For most of its history, crypto has framed itself as a struggle between innovators and outdated regulators, between permissionless systems and gatekeepers, between code and human discretion. In that framing, the threats to the industry came from external pressure: governments trying to restrict it, banks trying to compete with it, journalists writing it off. The Lazarus reality is different. The threat is not external pressure. The threat is a hostile state-sponsored adversary that has industrialized the exploitation of crypto’s specific structural features, the lack of intermediary screening, the prevalence of multisig governance, the speed of cross-chain settlement, the difficulty of recovering laundered funds, against the industry itself.

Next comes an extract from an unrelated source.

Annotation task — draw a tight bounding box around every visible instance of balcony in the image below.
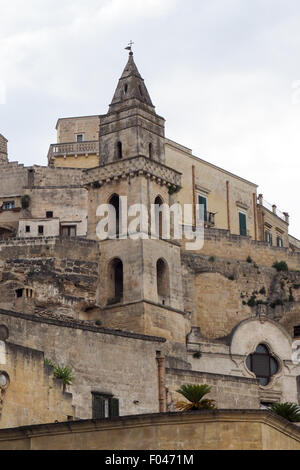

This adversary does not care about the ideological commitments crypto makes to itself. It cares about extracting value, and the design choices that make crypto useful are the same design choices that make it efficient to steal from. The industry has spent years debating whether it should be more or less like the legacy financial system. The Lazarus problem suggests the more interesting question may be how to build a defensible version of the system crypto has actually become: composable, fast, cross-chain, and now, demonstrably, a target.

The numbers from April 2026 will not be the worst the industry sees. That is not pessimism. It is the trend line. The same Lazarus operations that ran six months of preparation for Drift have almost certainly been running other operations in parallel against other protocols. Some of those will succeed. The question is whether, by the time the next $300 million theft happens, the industry has done the work to make the operation cost more than the payoff, or whether April 2026 is a preview of what happens when state-sponsored adversaries find a target environment that is permanently mispriced.

For now, the answer is unclear. What is clear is that the conversation has moved past “DeFi has a security problem” to something more specific and much harder. A nation-state intelligence service has identified an asymmetric attack surface and has been exploiting it, with growing sophistication, for half a decade. The industry’s defenses have not yet caught up to the reality that this is what it is up against.

That gap is the story. The next year of crypto security will be about whether the industry closes it, or whether the gap closes the industry instead.

This article is for informational purposes and does not constitute security or investment advice. Security incidents, attribution, and recovery efforts evolve quickly; the figures and operational details described reflect reporting available as of mid-May 2026. Always do your own research and consult qualified security professionals.